Total revenues hit 773 million pounds, or $1.08 billion, versus 672.2 million pounds in the prior year.

E-commerce sales popped 73% to 235.4 million pounds, or $327.5 million, and, conversely, retail sales fell 40%.

Having a digital first mindset is positively affecting growth, Wilson said. In Europe, the company highlighted that it opened its first store in Rome, and now the city is the top e-commerce spot in Europe, surpassing Milan. Wilson added that in Texas, the company debuted two stores in key cities Houston and Dallas, which has positively impacted e-commerce sales in those locations as well.

Annual sales in the Americas rose 17% to 295.8 million pounds, or $411.5 million.

“America was probably least impacted by COVID-related restrictions,” said Mortimore on the call, particularly in the middle of America. He said Dr. Martens opened six new stores in the Americas in the year as well as a new distribution center in New Jersey.
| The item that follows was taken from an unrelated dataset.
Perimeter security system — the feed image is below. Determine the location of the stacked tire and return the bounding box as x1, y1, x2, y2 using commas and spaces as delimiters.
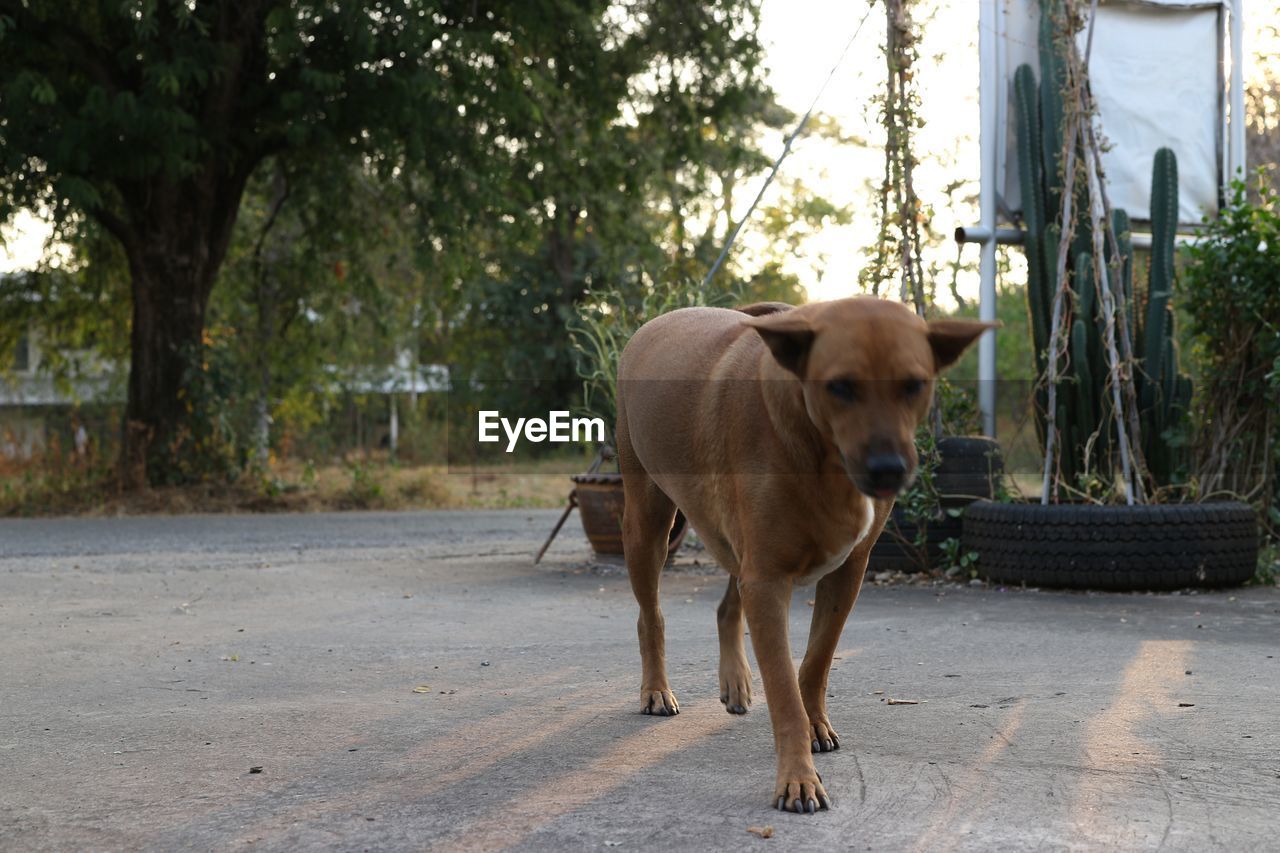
869, 435, 1005, 571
He added the company recently opened another distribution center in Los Angeles.

Elsewhere, sales in China rose 46%, led by e-commerce. In the EMEA region, Germany was particularly strong — it is the company’s second largest market in Europe now — with revenues up 56%.

Looking ahead, the company expects to open 20 to 25 new stores in fiscal year 2022, and for revenues to increase in the high teens on a percentage basis.

The brand also updated its future sustainability goals and plans to become carbon neutral by 2030 and by 2040, it plans to have all footwear made from sustainable materials.